Irons are generally composed of a housing, usually of a synthetic resin, to which a soleplate is connected. Said soleplate is customarily made of aluminum, but it can alternatively be made from zinc, nickel, copper or stainless steel. In general, a separate layer, which is commonly referred to as anti-friction layer, is applied to the surface of the soleplate facing away from the housing of the iron. During ironing, this anti-friction layer directly contacts the clothes to be ironed. A prerequisite for the proper functioning of the iron is that such an anti-friction layer meets a large number of requirements. For example, the anti-friction layer must, inter alia, exhibit satisfactory anti-friction properties on the clothes to be ironed, it must be corrosion-resistant, scratch-resistant, and durable and exhibit an optimum hardness and a high resistance to wear and to fracture.
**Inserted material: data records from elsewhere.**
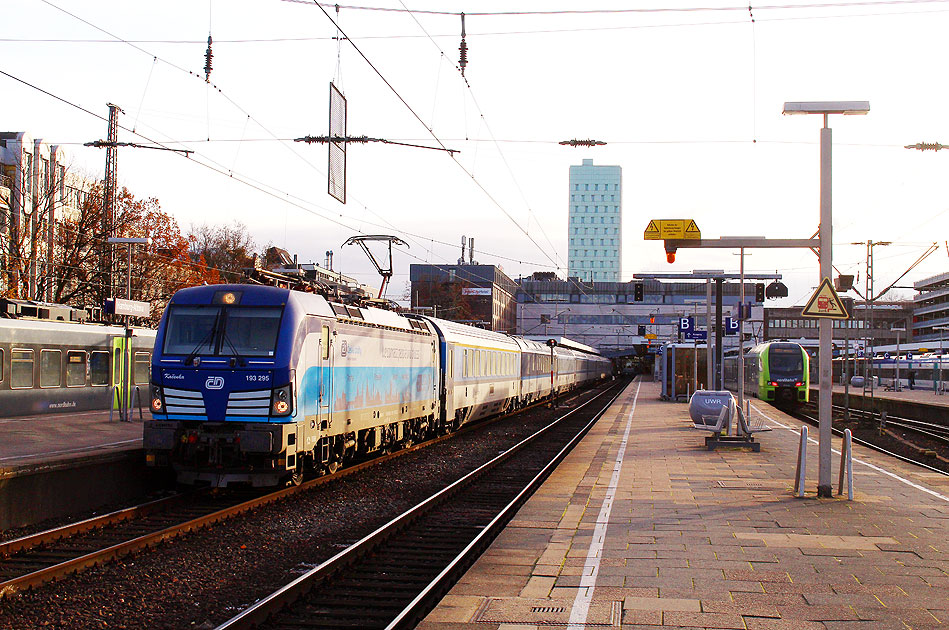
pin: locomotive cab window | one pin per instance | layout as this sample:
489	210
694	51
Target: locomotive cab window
75	368
247	331
141	368
21	369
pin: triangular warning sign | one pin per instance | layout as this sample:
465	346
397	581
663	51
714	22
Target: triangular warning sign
652	231
825	303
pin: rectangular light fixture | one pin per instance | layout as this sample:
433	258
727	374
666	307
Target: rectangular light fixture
827	107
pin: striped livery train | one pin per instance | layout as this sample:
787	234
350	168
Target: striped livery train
255	384
775	371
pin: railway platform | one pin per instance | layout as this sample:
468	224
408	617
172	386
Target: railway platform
30	441
641	526
925	396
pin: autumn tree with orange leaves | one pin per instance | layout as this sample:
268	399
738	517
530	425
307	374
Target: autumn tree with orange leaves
158	270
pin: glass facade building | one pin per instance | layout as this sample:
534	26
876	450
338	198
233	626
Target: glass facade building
595	225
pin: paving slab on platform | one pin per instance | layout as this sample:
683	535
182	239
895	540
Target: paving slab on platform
640	527
31	441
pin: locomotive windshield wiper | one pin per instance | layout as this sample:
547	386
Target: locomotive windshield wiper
207	338
237	354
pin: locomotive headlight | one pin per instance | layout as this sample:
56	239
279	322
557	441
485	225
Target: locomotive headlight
281	401
157	404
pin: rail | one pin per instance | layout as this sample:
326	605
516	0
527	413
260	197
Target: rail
259	612
51	570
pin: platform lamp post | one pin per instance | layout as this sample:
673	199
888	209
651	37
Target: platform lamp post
825	109
942	330
126	411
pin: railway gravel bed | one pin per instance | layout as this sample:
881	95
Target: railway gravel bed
203	579
895	439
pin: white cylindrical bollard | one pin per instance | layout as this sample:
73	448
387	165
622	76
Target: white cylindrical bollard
801	464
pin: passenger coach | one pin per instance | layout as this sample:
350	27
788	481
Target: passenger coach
55	367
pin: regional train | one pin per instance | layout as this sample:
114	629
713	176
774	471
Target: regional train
777	372
257	384
930	369
64	366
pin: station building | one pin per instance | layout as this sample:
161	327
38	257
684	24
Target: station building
867	326
595	224
931	308
37	191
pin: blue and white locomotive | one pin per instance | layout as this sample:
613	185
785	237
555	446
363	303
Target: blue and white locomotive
255	384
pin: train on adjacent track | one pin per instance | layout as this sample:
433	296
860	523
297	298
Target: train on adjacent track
49	364
777	372
257	384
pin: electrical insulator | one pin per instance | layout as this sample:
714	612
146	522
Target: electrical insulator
207	62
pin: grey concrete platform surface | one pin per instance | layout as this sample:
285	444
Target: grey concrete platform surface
642	527
59	464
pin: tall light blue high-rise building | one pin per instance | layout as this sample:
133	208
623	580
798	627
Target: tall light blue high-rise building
595	228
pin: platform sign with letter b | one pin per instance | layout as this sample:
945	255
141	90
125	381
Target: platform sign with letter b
686	325
731	326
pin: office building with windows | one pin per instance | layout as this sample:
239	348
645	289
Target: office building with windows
595	225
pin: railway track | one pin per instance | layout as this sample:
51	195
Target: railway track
394	576
39	558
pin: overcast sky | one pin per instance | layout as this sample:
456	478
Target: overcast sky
688	96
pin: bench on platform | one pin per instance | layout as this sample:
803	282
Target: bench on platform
717	424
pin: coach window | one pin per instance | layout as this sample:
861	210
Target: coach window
75	368
140	368
51	366
21	369
99	368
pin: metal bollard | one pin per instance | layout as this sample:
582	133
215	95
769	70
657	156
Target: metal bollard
801	465
846	465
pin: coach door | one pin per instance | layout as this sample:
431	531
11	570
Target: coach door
326	378
119	371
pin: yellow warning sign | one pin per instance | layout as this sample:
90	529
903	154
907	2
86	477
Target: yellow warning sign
825	303
662	229
652	232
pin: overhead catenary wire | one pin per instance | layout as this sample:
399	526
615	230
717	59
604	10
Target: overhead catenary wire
474	179
484	120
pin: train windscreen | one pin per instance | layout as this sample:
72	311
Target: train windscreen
785	360
242	331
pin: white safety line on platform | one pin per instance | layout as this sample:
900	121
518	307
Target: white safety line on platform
912	484
591	568
71	450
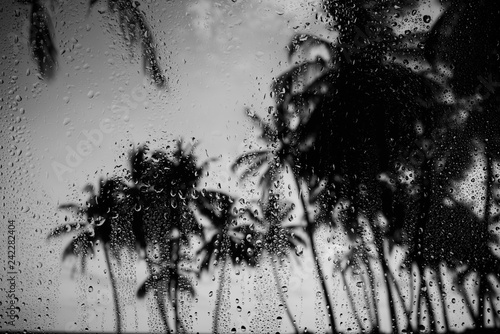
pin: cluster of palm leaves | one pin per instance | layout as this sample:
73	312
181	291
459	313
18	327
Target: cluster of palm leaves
157	210
370	139
133	25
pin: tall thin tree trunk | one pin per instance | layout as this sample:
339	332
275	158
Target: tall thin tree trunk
423	220
385	269
410	327
369	309
112	279
481	316
282	297
401	299
443	300
351	301
310	234
218	298
430	307
160	302
179	327
371	279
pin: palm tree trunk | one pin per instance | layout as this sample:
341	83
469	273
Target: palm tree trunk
159	300
423	220
179	327
282	297
374	296
310	234
430	307
401	299
351	301
443	300
481	316
218	298
385	270
115	291
162	309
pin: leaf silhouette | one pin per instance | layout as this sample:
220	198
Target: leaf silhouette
43	49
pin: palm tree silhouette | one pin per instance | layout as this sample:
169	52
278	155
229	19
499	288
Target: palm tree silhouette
134	28
279	238
166	218
102	218
232	240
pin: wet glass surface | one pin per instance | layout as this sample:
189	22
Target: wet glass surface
272	166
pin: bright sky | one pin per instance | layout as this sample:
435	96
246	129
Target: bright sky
221	57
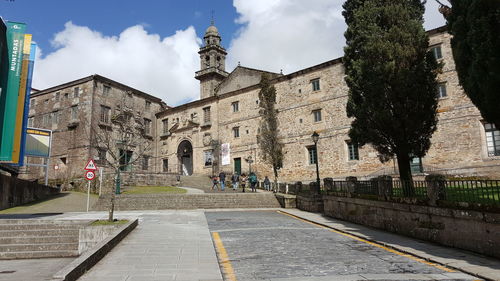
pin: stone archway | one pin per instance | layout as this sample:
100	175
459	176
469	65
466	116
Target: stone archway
185	157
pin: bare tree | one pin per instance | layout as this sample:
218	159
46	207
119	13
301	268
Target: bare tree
122	140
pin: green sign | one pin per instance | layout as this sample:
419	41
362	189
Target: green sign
9	98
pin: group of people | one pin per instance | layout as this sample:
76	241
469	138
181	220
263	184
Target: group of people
237	180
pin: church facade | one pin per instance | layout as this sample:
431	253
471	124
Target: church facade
219	131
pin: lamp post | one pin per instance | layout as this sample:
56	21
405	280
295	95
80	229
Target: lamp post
250	161
315	138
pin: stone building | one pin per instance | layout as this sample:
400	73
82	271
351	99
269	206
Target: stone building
219	131
311	99
82	114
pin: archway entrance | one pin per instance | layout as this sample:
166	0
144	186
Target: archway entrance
185	156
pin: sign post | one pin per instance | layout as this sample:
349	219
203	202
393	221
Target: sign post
89	175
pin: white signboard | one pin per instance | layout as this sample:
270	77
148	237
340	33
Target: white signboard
225	154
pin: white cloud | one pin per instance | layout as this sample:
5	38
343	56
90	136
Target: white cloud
161	67
294	34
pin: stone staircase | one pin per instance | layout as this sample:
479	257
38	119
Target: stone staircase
189	201
31	238
195	181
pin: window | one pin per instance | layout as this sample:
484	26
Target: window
46	119
313	156
74	112
416	165
147	126
208	156
436	51
125	157
317	115
206	115
55	117
106	89
492	139
235	106
105	111
165	165
145	162
441	90
353	150
315	84
165	126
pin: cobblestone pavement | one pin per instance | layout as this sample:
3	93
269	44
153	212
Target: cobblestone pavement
267	245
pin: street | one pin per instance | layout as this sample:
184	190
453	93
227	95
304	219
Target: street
269	245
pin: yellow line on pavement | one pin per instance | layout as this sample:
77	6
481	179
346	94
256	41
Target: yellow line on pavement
371	243
223	257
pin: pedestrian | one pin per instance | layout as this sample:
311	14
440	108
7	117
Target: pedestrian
253	181
267	184
222	179
236	180
243	180
215	182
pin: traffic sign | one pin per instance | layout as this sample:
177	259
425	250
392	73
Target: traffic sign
89	175
91	166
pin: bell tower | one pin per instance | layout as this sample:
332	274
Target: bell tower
212	62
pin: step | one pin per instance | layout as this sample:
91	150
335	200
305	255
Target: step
39	226
38	254
41	232
38	247
37	239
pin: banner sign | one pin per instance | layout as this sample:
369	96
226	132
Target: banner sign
8	101
225	154
18	129
31	64
38	142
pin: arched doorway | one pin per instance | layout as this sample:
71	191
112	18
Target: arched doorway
185	156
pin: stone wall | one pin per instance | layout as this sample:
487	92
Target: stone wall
15	192
468	230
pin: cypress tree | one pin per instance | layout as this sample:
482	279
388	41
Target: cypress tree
392	79
270	146
475	26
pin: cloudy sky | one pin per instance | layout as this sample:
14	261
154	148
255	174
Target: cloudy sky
152	45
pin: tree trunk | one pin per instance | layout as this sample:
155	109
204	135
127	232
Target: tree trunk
111	208
405	174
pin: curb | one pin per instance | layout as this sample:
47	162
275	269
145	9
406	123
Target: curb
392	247
88	259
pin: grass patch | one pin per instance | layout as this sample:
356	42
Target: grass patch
106	222
153	190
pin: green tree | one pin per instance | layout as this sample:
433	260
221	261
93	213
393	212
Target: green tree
391	78
474	25
272	149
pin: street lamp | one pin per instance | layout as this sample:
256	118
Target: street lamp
250	161
315	137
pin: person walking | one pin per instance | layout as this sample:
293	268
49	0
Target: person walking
222	179
215	183
253	181
236	180
243	180
267	184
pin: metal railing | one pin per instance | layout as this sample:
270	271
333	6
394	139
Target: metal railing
485	192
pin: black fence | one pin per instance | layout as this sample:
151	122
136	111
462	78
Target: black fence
484	192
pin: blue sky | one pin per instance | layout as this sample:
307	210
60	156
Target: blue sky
152	45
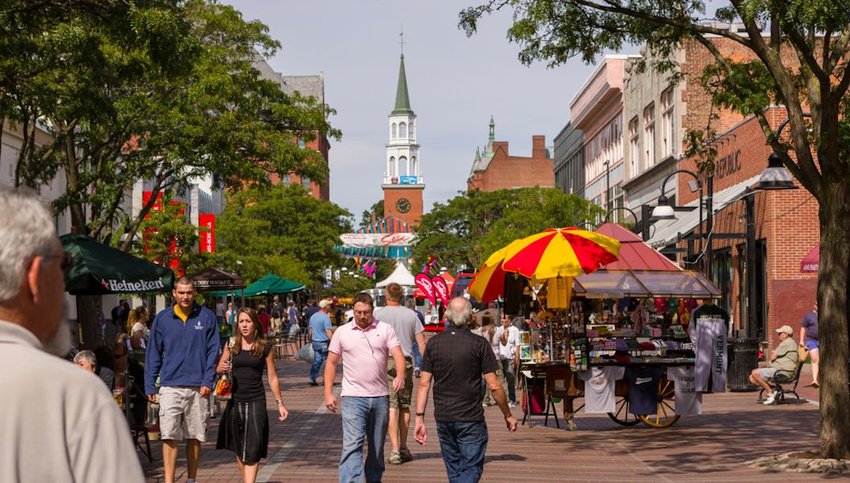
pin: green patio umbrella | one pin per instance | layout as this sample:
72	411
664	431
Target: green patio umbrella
100	269
272	285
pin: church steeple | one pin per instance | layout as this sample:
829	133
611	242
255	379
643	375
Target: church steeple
402	98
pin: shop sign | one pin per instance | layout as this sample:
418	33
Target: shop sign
727	165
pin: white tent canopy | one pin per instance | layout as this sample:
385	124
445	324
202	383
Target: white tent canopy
401	275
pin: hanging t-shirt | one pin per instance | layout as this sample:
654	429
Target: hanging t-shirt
708	328
643	389
688	401
599	388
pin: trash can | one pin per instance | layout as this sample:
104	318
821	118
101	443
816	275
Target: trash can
743	358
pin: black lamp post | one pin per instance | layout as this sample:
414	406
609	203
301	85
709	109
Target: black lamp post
666	211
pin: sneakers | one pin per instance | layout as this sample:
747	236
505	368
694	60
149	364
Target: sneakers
394	458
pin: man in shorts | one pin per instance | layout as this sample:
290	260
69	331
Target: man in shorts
408	329
182	352
784	359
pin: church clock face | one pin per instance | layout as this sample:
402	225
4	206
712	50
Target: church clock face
402	205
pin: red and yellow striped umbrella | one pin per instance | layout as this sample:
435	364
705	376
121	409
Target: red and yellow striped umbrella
560	252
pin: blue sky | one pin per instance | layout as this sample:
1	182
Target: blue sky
455	84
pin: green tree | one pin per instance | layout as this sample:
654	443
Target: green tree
165	92
168	238
817	35
282	230
472	225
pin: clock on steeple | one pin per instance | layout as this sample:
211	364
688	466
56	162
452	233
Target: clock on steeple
402	184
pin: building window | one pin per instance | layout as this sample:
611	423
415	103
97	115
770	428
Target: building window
668	145
634	147
649	135
403	168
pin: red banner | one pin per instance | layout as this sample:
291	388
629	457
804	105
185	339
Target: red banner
424	283
441	289
206	232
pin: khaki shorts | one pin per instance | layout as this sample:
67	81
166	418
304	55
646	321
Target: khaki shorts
400	399
182	413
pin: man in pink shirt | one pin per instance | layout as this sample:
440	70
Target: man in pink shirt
364	345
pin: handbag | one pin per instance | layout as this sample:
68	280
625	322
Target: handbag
306	354
223	387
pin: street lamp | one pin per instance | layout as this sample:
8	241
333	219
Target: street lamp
666	211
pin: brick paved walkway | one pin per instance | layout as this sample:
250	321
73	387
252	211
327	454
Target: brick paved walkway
713	446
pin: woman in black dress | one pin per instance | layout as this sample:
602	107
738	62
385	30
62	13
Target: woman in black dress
244	427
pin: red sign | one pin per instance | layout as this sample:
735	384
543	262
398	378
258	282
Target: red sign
206	232
424	283
441	288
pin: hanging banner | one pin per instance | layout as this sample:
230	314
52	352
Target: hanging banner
206	242
423	282
441	288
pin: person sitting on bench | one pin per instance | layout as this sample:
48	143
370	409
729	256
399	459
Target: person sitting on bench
783	360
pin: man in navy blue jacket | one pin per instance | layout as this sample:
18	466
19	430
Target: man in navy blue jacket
182	352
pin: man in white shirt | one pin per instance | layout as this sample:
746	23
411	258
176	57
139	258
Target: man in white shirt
508	336
59	423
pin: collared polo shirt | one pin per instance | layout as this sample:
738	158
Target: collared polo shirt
364	355
457	358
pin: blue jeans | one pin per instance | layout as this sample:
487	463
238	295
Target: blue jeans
364	419
463	445
320	353
417	356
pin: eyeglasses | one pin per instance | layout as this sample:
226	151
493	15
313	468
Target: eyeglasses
66	260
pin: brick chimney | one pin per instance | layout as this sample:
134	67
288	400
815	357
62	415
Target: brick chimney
538	147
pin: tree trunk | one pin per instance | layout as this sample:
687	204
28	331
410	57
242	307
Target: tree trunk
832	320
88	316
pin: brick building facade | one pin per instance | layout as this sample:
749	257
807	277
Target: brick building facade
786	229
498	169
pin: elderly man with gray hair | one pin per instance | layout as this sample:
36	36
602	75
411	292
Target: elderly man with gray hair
59	423
455	359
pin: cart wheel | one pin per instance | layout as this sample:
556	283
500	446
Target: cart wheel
665	414
621	414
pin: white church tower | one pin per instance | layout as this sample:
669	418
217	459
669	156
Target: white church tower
403	183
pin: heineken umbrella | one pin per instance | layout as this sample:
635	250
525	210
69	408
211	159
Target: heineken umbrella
272	284
100	269
215	279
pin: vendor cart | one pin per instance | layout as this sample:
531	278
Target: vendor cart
600	329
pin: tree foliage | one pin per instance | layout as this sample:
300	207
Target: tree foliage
168	238
163	91
799	53
472	225
282	230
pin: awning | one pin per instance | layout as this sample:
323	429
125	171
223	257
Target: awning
100	269
666	232
617	284
811	262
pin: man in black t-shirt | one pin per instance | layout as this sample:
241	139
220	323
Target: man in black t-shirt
456	358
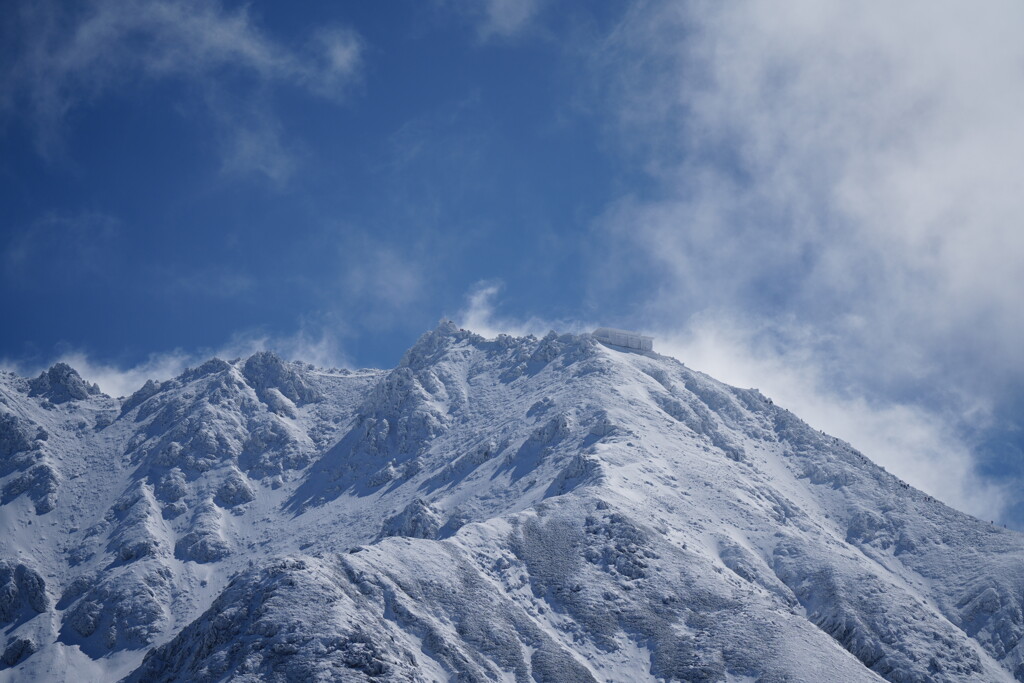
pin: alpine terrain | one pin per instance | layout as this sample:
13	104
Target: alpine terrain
507	509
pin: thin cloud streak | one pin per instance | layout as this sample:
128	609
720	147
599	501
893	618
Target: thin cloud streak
68	58
318	348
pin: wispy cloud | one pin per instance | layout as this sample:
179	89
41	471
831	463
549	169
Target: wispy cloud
848	170
480	314
499	19
57	247
68	56
317	347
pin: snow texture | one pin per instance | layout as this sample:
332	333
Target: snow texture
512	509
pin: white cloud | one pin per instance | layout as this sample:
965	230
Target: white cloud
480	315
69	56
499	18
855	166
320	348
843	178
916	444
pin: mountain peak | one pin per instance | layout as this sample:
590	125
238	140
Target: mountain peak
60	384
515	507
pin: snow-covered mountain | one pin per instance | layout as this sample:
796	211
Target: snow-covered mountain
510	509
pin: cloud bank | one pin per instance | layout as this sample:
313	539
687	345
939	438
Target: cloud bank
833	212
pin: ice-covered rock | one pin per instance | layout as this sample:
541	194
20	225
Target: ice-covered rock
60	384
491	509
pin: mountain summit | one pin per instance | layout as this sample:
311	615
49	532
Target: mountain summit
552	509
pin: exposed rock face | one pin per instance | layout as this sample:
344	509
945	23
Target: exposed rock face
23	592
60	384
507	509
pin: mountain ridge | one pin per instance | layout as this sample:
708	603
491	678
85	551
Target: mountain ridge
598	513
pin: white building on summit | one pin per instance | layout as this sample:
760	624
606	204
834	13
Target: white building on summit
624	338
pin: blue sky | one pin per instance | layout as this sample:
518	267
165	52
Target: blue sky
820	200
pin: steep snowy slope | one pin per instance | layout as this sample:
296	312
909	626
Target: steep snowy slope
508	509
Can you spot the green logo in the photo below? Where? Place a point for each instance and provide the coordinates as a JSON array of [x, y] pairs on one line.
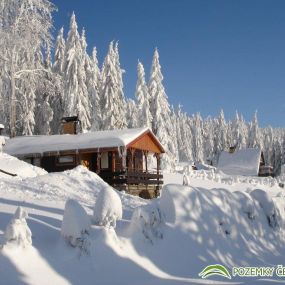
[[215, 269]]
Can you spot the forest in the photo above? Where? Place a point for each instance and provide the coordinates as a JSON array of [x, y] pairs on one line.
[[44, 79]]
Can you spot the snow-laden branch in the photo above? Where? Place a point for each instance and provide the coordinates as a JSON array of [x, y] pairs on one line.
[[20, 72]]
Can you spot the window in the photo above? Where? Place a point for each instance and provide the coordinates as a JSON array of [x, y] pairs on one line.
[[27, 159], [37, 161], [67, 159], [104, 160]]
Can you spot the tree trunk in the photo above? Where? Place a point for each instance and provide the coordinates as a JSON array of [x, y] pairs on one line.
[[12, 103]]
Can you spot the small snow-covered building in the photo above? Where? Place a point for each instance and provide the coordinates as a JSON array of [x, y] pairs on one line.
[[118, 156], [248, 162], [1, 129]]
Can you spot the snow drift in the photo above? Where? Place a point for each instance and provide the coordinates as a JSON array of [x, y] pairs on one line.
[[75, 223], [17, 232], [108, 208], [22, 169]]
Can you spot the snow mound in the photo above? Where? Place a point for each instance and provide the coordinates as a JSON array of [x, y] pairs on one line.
[[147, 221], [108, 208], [2, 142], [171, 199], [17, 232], [269, 208], [75, 223], [22, 169], [247, 204], [241, 162]]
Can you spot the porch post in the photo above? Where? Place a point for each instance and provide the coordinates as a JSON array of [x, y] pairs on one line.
[[98, 162], [113, 161], [157, 155], [145, 152], [132, 158]]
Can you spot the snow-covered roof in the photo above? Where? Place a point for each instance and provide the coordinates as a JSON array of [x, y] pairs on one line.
[[241, 162], [92, 140]]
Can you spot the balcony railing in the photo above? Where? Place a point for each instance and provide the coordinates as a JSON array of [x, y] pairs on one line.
[[132, 177]]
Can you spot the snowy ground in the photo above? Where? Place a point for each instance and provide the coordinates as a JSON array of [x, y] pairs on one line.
[[164, 241]]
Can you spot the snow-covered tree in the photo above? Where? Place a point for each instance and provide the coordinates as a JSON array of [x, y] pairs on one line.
[[113, 104], [197, 131], [132, 114], [93, 86], [161, 113], [143, 99], [76, 99], [25, 34], [56, 101]]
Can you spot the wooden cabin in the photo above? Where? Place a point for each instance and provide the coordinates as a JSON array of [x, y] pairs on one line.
[[248, 162], [120, 157], [1, 129]]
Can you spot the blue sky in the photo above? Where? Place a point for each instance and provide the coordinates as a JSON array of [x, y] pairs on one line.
[[215, 54]]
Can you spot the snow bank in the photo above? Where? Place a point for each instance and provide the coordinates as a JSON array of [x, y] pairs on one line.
[[147, 221], [2, 142], [241, 162], [22, 169], [269, 208], [247, 205], [108, 208], [17, 232], [75, 223]]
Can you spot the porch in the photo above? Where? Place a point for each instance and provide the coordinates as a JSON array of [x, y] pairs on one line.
[[144, 184]]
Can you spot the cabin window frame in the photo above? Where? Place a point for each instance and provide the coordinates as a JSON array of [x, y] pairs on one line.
[[59, 163], [104, 160]]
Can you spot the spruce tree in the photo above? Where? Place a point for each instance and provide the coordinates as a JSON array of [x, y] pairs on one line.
[[161, 113], [143, 98], [76, 99]]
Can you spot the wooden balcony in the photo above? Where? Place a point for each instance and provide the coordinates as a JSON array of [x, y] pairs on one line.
[[143, 184]]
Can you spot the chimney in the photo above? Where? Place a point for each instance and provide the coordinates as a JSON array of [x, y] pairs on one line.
[[70, 125], [1, 129]]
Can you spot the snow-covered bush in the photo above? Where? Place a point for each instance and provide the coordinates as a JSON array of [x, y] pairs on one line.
[[269, 208], [75, 224], [108, 208], [185, 180], [17, 232], [247, 204], [2, 143], [148, 221]]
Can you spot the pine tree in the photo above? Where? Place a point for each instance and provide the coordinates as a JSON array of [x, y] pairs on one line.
[[113, 104], [25, 34], [76, 99], [254, 133], [56, 101], [46, 89], [142, 98], [197, 131], [132, 114], [93, 85], [161, 113]]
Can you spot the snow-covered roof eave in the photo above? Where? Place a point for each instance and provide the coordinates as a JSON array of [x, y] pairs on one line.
[[22, 146]]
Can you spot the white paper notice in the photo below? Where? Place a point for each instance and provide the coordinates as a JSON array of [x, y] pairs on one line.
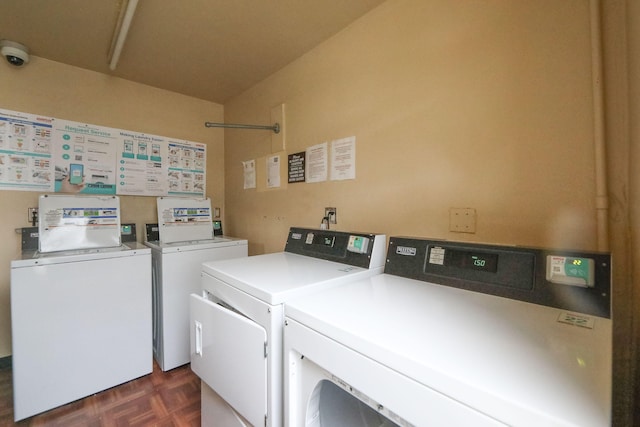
[[273, 171], [343, 159], [26, 161], [249, 174], [317, 163]]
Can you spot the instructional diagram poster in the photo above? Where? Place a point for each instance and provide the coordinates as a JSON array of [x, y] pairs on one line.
[[26, 162], [187, 166], [142, 165], [296, 167], [84, 157]]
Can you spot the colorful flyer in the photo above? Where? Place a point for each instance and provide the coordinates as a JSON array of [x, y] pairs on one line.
[[26, 162]]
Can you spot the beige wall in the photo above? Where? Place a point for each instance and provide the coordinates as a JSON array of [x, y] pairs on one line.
[[57, 90], [487, 105], [633, 25]]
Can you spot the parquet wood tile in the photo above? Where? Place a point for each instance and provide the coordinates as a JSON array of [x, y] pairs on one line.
[[163, 399]]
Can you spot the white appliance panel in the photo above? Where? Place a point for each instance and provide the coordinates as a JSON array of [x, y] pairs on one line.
[[235, 368], [78, 327], [275, 278], [515, 360]]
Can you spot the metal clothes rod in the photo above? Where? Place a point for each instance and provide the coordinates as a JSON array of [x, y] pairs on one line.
[[275, 128]]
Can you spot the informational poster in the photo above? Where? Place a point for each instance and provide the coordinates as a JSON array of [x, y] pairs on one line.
[[78, 222], [343, 159], [249, 172], [296, 167], [273, 171], [187, 166], [26, 152], [317, 163], [184, 219], [142, 164], [84, 157]]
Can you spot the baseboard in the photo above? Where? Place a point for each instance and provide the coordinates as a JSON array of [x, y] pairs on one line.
[[5, 362]]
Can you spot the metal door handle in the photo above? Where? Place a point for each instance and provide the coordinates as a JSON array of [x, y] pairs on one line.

The material of the anti-friction layer must meet extra high requirements because the anti-friction layer is exposed to substantial variations in temperature ranging between 10.degree. C. and 300.degree. C. Some of said requirements are more or less contradictory from the viewpoint of materials science.
An iron of the type mentioned in the opening paragraph is known per se, for example, from European Patent Application EP-A 217.014. The iron described in said Application comprises a soleplate of aluminum, which is provided with an anti-friction layer of a ceramic material, preferably aluminum oxide. This anti-friction layer is provided by means of plasma spraying. In this process, spherical aluminum oxide particles having a diameter of, for example, 10 microns are heated by means of a plasma jet and sprayed onto the soleplate. In this process, a bonded ceramic layer of aluminum-oxide particles is formed. Subsequently, this anti-friction layer is polished to obtain the desired smoothness.
The known iron has disadvantages. It has been found that the ceramic anti-friction layer has a relatively high porosity and a relatively low corrosion resistance. In addition, the anti-friction properties, particularly the anti-stick properties, of the known layer are not optimal and keeping the layer clean as well as cleaning it has proved to be difficult. Finally, the processes of providing and polishing the anti-friction layer are expensive and cannot easily be carried out in mass-production.